Remix.run Logo
yjftsjthsd-h 6 hours ago

You might also try https://github.com/Mozilla-Ocho/llamafile , which may have better CPU-only performance than ollama. It does require you to grab .gguf files yourself (unless you use one of their prebuilts in which case it comes with the binary!), but with that done it's really easy to use and has decent performance.

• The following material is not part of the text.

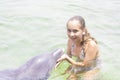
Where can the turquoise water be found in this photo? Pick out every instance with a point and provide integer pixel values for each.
(31, 27)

For reference, this is how I run it:

  $ cat ~/.config/systemd/user/llamafile@.service
  [Unit]
  Description=llamafile with arbitrary model
  After=network.target
  
  [Service]
  Type=simple
  WorkingDirectory=%h/llms/
  ExecStart=sh -c "%h/.local/bin/llamafile -m %h/llamafile-models/%i.gguf --server --host '::' --port 8081 --nobrowser --log-disable"
  
  [Install]
  WantedBy=default.target
And then

  systemctl --user start llamafile@whatevermodel
but you can just run that ExecStart command directly and it works.
chatmasta 4 hours ago | parent | next [-]

Be careful running this on work machines – it will get flagged by Crowdstrike Falcon and probably other EDR tools. In my case the first time I tried it, I just saw “Killed” and then got a DM from SecOps within two minutes.

SahAssar 5 hours ago | parent | prev [-]

Is that `--host` listening on non-local addresses? Might be good to default to local-only.